De uitspraak benadrukt het belang van duidelijke afspraken in de CAO en de noodzaak om de wettelijke bepalingen correct toe te passen bij de berekening van vakantietoeslagen. De Hoge Raad bevestigde dat de uitleg van de CAO door het hof niet in strijd was met de wet en dat de klachten van [eiser] niet tot cassatie konden leiden. De uitspraak heeft implicaties voor de manier waarop vakantietoeslagen en overwerkvergoedingen in de toekomst berekend moeten worden, vooral in de context van de CAO voor het Slagersbedrijf.

Uitspraak

10 september 2010
Eerste Kamer
08/04829
DV/MD
Hoge Raad der Nederlanden
Arrest
in de zaak van:
[Eiser],
wonende te [woonplaats],
EISER tot cassatie,
advocaat: mr. P. Garretsen,
t e g e n
JUMBO SUPERMARKTEN B.V.,
gevestigd te Amstelveen,
VERWEERSTER in cassatie,
niet verschenen.
Partijen zullen hierna ook worden aangeduid als [eiser] en Jumbo.

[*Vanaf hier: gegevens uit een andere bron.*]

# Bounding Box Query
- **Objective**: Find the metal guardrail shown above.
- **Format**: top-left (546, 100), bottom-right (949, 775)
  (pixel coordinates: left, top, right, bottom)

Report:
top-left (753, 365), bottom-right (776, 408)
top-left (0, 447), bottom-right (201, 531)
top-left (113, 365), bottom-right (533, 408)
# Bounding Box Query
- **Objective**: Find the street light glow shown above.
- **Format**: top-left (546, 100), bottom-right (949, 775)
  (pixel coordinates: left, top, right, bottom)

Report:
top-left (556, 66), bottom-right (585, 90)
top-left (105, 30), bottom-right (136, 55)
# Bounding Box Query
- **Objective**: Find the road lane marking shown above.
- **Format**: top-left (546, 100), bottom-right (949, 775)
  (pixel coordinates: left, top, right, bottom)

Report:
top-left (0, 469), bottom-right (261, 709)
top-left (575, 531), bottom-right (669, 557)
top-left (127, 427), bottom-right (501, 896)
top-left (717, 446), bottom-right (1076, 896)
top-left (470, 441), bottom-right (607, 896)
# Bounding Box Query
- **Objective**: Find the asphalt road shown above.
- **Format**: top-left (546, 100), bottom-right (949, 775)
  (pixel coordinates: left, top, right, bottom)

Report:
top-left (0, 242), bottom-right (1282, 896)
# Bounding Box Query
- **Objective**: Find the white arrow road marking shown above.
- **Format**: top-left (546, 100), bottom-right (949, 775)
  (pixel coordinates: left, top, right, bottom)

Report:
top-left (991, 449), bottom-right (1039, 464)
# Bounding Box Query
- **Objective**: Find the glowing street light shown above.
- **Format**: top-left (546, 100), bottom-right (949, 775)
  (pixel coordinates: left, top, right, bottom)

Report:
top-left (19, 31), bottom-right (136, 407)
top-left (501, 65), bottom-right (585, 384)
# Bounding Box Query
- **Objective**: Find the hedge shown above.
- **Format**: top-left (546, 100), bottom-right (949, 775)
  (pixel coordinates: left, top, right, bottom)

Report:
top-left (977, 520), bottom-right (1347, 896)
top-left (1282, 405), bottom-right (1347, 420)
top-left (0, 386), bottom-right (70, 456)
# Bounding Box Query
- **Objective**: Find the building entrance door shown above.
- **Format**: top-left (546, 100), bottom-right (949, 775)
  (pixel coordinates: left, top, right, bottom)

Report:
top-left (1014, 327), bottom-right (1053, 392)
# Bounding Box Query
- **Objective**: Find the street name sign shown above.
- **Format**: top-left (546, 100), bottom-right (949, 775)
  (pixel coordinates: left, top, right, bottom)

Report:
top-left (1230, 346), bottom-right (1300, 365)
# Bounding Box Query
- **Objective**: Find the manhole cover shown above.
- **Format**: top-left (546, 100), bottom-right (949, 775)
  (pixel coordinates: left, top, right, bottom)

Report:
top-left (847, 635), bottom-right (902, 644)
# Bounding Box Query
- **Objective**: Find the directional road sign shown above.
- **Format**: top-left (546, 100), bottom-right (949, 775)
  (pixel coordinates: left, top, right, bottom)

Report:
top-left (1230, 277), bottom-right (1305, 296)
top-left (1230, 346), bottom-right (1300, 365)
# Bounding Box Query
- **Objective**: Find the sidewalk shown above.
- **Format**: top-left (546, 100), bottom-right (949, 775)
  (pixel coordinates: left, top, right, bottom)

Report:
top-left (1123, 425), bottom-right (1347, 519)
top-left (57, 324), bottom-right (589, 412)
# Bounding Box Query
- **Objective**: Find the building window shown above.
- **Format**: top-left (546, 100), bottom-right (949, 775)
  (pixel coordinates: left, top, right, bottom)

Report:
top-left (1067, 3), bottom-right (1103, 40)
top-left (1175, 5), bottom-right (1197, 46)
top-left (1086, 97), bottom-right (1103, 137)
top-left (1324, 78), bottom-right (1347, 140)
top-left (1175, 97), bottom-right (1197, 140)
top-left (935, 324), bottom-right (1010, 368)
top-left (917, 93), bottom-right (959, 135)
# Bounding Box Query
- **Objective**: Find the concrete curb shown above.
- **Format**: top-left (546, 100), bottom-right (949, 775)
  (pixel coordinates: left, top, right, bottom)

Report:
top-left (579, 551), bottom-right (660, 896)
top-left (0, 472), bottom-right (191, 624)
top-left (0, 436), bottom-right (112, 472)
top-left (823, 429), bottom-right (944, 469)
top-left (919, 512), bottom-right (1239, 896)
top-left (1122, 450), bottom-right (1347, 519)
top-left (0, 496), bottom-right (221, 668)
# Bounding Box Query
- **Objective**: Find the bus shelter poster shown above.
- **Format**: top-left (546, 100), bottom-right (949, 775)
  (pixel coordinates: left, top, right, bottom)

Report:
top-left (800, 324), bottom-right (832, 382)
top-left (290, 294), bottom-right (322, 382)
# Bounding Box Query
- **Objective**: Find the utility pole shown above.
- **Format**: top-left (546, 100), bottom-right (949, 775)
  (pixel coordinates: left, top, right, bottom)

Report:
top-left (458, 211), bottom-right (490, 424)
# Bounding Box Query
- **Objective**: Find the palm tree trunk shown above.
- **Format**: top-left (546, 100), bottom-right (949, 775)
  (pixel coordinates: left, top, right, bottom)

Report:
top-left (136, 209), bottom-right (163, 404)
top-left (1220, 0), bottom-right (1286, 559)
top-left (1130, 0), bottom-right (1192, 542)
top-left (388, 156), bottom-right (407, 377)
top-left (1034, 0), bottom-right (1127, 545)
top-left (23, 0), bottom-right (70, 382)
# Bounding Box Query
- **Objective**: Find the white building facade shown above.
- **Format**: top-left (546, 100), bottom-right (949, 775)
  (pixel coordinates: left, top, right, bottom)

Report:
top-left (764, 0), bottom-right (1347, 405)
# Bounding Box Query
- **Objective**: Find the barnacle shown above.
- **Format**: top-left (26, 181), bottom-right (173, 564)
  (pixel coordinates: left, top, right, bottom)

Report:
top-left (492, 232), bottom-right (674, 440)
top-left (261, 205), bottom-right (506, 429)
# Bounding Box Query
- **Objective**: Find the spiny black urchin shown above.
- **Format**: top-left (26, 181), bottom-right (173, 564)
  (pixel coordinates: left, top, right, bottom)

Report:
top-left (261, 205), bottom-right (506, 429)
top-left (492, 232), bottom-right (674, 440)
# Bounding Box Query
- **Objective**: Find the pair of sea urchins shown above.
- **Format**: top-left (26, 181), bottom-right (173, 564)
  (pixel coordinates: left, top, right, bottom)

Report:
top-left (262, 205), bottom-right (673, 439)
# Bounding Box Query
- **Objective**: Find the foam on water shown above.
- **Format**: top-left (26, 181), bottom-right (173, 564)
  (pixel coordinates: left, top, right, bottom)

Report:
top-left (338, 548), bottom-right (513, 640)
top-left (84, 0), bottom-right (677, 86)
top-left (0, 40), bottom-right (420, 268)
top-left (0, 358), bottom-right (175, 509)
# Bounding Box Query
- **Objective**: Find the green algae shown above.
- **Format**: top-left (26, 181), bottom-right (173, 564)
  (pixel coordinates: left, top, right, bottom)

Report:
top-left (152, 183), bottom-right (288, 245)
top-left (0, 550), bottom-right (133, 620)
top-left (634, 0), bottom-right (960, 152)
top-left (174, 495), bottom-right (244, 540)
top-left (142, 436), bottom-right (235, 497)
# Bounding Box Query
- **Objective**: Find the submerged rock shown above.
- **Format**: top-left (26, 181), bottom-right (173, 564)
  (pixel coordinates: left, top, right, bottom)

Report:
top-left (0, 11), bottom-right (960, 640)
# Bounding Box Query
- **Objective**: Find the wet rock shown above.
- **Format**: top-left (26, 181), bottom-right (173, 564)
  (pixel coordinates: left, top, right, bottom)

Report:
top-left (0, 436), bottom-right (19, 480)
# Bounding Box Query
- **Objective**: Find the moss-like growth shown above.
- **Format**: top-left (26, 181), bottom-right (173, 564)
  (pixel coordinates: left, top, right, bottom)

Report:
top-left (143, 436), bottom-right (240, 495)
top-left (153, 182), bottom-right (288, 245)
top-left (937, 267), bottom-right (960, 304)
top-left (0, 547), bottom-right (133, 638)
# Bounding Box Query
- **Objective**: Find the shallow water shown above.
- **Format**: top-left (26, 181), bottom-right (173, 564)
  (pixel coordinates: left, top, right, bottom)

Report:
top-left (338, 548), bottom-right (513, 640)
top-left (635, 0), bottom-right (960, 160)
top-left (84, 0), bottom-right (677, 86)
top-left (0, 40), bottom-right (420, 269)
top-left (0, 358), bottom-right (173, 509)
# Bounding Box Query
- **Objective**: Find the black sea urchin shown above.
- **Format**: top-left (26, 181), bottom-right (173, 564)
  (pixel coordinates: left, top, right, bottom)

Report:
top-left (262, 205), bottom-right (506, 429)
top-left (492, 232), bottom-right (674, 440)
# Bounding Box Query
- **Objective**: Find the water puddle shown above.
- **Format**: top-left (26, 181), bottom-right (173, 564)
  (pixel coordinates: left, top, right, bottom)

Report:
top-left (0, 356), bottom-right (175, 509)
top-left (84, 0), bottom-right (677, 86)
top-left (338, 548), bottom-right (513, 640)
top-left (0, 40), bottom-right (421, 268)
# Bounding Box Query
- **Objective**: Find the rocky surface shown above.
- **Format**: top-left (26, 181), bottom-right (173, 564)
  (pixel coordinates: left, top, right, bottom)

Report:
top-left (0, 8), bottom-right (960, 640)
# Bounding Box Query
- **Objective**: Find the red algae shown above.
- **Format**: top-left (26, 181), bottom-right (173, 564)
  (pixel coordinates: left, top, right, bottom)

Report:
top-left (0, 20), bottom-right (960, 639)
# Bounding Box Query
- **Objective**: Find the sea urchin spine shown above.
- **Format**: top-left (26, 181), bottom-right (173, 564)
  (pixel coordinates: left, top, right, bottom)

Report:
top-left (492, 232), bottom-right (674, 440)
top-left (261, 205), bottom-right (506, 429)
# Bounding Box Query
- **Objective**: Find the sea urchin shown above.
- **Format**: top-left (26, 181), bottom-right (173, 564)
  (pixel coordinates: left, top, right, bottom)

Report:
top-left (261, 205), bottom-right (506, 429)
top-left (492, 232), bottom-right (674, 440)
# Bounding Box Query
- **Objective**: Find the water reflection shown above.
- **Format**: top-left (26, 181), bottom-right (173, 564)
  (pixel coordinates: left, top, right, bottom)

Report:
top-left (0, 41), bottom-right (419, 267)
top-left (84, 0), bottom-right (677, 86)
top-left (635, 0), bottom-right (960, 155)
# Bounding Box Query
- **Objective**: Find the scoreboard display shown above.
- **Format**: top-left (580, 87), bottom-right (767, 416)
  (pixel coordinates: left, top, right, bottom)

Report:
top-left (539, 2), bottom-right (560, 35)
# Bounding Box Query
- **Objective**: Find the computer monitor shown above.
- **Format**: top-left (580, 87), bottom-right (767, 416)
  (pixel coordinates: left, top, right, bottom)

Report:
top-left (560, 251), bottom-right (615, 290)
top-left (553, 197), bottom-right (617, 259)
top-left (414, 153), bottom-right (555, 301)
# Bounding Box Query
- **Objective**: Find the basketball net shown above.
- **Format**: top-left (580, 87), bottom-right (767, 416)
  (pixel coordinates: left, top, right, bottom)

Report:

1. Het geding in feitelijke instanties
Voor het verloop van het geding in feitelijke instanties verwijst de Hoge Raad naar de navolgende stukken:
a. de vonnissen in de zaak 03-25737 van de kantonrechter te Amsterdam van 11 februari 2004, 25 augustus 2004, (tussenvonnissen) en 14 december 2004 (eindvonnis);
b. het tussenarrest in de zaak 477/05 van het gerechtshof te Amsterdam van 5 januari 2006.
c. het eindarrest in de zaak met de nummers 106.002.570 en 106.002.571 van het gerechtshof te Amsterdam van 17 juli 2008.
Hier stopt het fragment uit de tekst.